Evaluation of lysine specific demethylase 1 as a potential novel target of oral cancer therapy

Abstract

INTRODUCTION: Lysine-specific demethylase 1 (LSD1) plays a crucial role in controlling cell homeostasis in health and disease. LSD1 is elevated in oral cancer and promotes metastasis and correlates with poor prognosis. The objective of this study is to determine the mechanism by which LSD1 plays a critical role in suppressing oral squamous cell carcinoma (OSCC) development. METHODS: The effect of knocking down LSD1 and the use of LSD1 inhibitor (SP2509) was investigated using 4-NQO mouse models in vivo. The mice were sacrificed, and their tongues were subjected to real-time PCR analysis, hematoxylin and eosin staining, pathological analysis and immunohistochemistry staining for different markers.

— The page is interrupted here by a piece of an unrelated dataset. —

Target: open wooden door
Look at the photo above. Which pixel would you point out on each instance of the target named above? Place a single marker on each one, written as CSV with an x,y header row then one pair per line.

The effect of SP2509 and different inhibitors on human squamous cell carcinoma (HSC3) was investigated. Cell proliferation assays were used to evaluate the effect of SP2509 alone and in combination with other inhibitors on HSC3 cells. RESULTS: The data showed that LSD1 knockout mice showed inhibition of tongue OSCC, downregulation of oncogenic genes. Immunostaining analysis confirmed the downregulation of PD-L1, YAP and other oncogenic factors in LSD1 knockout mice. CONCLUSION: Genetic deletion of LSD1 in Keratin14-Cre-Lsd1floxed mice provided a novel model to study epigenetic attenuation of HNSCC and provided a proof-of-concept that Lsd1 could be a specific target during tongue OSCC. Next, the pharmacological attenuation of Lsd1 with specific small molecule LSD1 inhibitor, SP,2509, inhibited pathological changes and provided evidence that SP2509 could be used for translational studies. Next, SP2509 was shown to be useful for immunotherapy and combination therapy applications. Overall, this study identified that LSD1 is a key regulator of OSCC. In addition, targeting LSD1 with SP2509 has an implication for immunotherapy, combination therapy, and future translational studies.